Thanks very much for your reply, Axel.
The idea of missing values is the following. Suppose someone conducts a survey on a population, asking the participants’ name, age, income.
Often times, people taking the survey will not provide answers to all questions, but only some of them, and it will be inconsistent from person to person. So, the results of the survey may look like the following (this is a highly simplified case, just to illustrate), in a CSV file:
Name, Age, Income
Name1, 18, 18000
Name2, , 50000
Name3, 50,
In this example, when reading the data, one would treat Name as a character field, and Age and Income as numeric. However, as you can see, the value of Age and Income are not always provided. So in this case, for Name2, Age is missing, and For Name3, Income is missing.
This is just an example of “missing values” which are very much prevelant in nearly all industrial/corporate databases.

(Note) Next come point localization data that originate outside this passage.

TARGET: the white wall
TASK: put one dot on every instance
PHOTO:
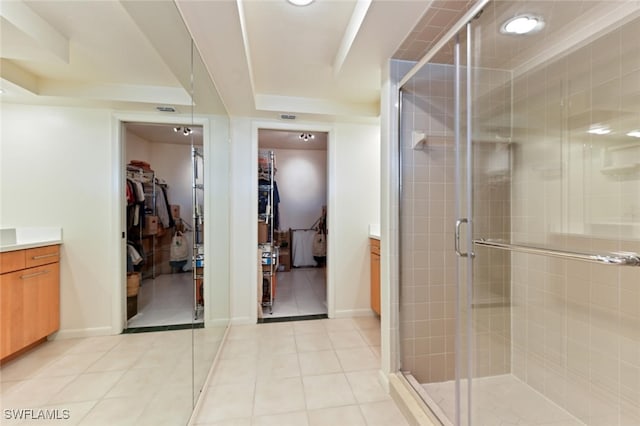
(56, 170)
(302, 185)
(353, 202)
(136, 148)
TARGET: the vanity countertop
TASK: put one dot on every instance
(23, 238)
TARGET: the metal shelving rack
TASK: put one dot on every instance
(147, 178)
(197, 159)
(270, 255)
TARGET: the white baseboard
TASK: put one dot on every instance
(217, 323)
(83, 332)
(242, 321)
(350, 313)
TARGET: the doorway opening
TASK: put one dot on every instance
(292, 224)
(165, 246)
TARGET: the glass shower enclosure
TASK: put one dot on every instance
(519, 218)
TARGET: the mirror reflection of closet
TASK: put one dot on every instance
(199, 125)
(292, 225)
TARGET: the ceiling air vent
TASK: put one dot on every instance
(165, 108)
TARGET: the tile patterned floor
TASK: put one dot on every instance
(128, 379)
(502, 400)
(300, 291)
(165, 300)
(303, 373)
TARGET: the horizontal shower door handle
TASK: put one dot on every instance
(613, 258)
(456, 243)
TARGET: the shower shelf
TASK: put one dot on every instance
(621, 169)
(613, 259)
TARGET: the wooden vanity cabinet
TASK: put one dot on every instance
(375, 274)
(29, 297)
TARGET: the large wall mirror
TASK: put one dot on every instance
(83, 82)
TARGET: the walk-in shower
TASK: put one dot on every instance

Most statistical packages provide the following functionality:
(1) Ability to read “messy” data like above automatically. The data reader will automatically detect “missing” values and keep track of them.
(2) During mathematical manipulation of the data, missing values will be handled automatically, in the following sense:
if Y = A + B + C; then Y = "missing" if either A or B or C are "missing"
similarly for other mathematical operations.
Also, while computing the statistical properties of the data, e.g., average age etc., missing values will be automatically excluded (without making the software crash), and the incidence of missing values will be reported. etc.
Assuming the ROOT team expects ROOT to be used outside HEP (and I know the HEP data analysis is the main Mandate for the ROOT team), this kind of functionality is absolutely crucial. And this applies all the more to packages like TMVA, RooFit, and RooStats.
It maybe useful for the ROOT team to interact with “pure statisticians” (whcih I am not. I am an ex-HEP person), and bring some of them on-board, for the sake of cross-pollination, and to understand data analysis issues outside HEP. Otherwise, I think ROOT will have a very uphill task gaining acceptance in a broader community, which will be very unfortunate in my opinion, considering the solid foundation (which a lot of other statistical packages lack) and all the other amazing functionality that ROOT provides.
Of course, ROOT team may decide that non-HEP related problems are not their business, which is a perfectly valid argument.
-Arun